Watson and Crick and the Double Helix

Chromosomes are made up of both protein and DNA, and for some time, scientists did not know which of these macromolecules was responsible for inheritance.

In 1928, Frederick Griffith discovered the process of transformation—the process by which cells can take in, incorporate, and express foreign DNA—after noting that genetic information dead bacteria could be transferred to living bacteria. It wasn’t until 1944, however, that a group of researchers discovered that DNA was the molecule responsible for this transfer of genetic information. Finally, the Hershey-Chase experiment in 1952 also confirmed that it was DNA and not protein that was responsible for inheritance.

In 1953, what is perhaps the most well-known advance in genetics was made: James D. Watson and Francis Crick determined the structure of DNA. Crucial in this discovery was the research of a third scientist, Rosalind Franklin, who supplied x-ray crystallography work which allowed the duo to determine that DNA has a helical structure composed of two strands of DNA, each with a carbon-phosphate backbone, and pairs of nucleotides arranged like the rungs on a ladder.

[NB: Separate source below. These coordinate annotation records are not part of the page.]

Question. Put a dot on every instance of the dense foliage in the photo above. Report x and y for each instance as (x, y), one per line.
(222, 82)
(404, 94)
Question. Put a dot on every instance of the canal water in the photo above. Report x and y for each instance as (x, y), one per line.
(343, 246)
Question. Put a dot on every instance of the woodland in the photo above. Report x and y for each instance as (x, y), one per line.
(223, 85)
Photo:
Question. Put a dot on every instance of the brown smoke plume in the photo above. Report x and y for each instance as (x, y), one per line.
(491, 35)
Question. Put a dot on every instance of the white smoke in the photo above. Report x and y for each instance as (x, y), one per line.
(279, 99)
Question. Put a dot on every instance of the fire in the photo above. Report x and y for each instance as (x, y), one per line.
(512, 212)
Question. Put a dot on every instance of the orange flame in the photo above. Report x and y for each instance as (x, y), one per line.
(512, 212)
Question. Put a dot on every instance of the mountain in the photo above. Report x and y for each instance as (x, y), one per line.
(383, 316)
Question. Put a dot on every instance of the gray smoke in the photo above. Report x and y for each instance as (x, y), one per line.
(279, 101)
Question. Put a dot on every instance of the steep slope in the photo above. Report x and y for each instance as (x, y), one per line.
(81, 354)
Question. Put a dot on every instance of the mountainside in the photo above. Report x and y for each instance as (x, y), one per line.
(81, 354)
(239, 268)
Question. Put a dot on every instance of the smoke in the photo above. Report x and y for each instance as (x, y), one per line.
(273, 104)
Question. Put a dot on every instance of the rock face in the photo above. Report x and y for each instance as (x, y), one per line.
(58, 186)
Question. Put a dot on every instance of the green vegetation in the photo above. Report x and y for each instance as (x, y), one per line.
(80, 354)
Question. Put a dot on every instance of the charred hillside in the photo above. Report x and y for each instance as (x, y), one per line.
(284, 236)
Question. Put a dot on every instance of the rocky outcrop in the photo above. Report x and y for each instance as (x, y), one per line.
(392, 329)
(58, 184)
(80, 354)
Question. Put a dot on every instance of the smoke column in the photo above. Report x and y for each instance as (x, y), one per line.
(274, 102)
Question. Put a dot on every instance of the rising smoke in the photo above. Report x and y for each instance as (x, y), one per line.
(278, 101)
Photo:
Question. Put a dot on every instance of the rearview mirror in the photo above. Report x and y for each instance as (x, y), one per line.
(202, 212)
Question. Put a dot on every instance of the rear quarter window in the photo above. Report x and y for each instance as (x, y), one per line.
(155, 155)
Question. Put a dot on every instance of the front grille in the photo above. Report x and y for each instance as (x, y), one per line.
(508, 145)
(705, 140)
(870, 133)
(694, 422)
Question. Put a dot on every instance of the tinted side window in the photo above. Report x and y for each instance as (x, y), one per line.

Unfortunately, Rosalind Franklin has never received the credit she should have been entitled to for her role in Watson and Crick’s discovery, and in fact it was not until well after her death that the importance of her work became public knowledge. It is entirely possible that had she not died at just 37, she would have been nominated for a Nobel Prize along with the famous duo (Nobel Prize rules do not allow posthumous nominations).

Determining the structure of DNA was particularly important because it suggested two crucial possibilities about genetic inheritance: first, that genetic information was carried by the sequence of nucleotides on the DNA strands, and second, that duplication of DNA could be achieved if the strands were unwound, and each single strand was used as a template for a new strand. Both of these possibilities turned out to be the case.